Outras vantagens nem sempre visíveis da privatização são o aumento da oferta de bens e a constante evolução dos produtos comercializados, em favor do consumidor final. Ou seja, vender ativos públicos não significa entregar riqueza do país a estrangeiros ou a capitalistas exploradores como os estatistas costumam esbravejar. A privatização elimina privilégios de dirigentes e funcionários bem remunerados, aumenta a eficiência e a inovação, gera novos negócios e parcerias, acrescenta novos empregos e contribui para a redução dos gastos públicos. Outros benefícios da privatização são a limitação das possibilidades de corrupção e o aumento do dinamismo econômico conferido pela concorrência entre empresas. Em suma, a alienação das estatais, aliada à concessão de obras de infraestrutura à iniciativa privada, teria a capacidade de gerar milhares de empregos, além de reduzir o custo logístico, obstáculo substancial à competitividade e à sobrevivência das empresas brasileiras.

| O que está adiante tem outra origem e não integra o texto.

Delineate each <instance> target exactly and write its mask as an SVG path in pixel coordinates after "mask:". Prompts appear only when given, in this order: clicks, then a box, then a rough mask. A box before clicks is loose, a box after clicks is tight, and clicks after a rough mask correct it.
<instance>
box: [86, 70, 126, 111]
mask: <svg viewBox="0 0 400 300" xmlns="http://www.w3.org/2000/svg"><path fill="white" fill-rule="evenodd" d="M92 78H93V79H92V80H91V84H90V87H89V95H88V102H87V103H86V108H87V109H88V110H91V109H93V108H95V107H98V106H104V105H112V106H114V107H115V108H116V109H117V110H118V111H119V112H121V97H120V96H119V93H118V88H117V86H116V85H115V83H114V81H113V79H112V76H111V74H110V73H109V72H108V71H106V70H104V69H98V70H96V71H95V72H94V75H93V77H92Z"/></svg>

Assim, diante de décadas de economia estagnada, de patrimonialismo e de endividamento crescente, a desestatização aparece como alternativa para evitar a ruína. O choque de competitividade que a restrição da influência estatal produz é capaz de realocar a economia do país no ciclo de prosperidade, onde o aumento de produção multiplica a geração de empregos e de renda, que redunda em mais consumo, mais investimentos e, portanto, mais produção. A conversão do modelo de governança de predomínio estatal para aquele assentado na liberdade de iniciativa e no protagonismo de empresas que visam ao lucro é a única capaz de romper a armadilha do baixo crescimento e alavancar o desenvolvimento do país. Logo, se os brasileiros desejam superar as agruras da falta de empregos, da renda insuficiente, dos projetos inexequíveis, dos privilégios abomináveis e da servidão estatal, que perduram por tanto tempo, vão precisar se posicionar, daqui para frente, de forma enérgica contra a ação centralizada do poder estatal, em favor de mais liberdade de ação.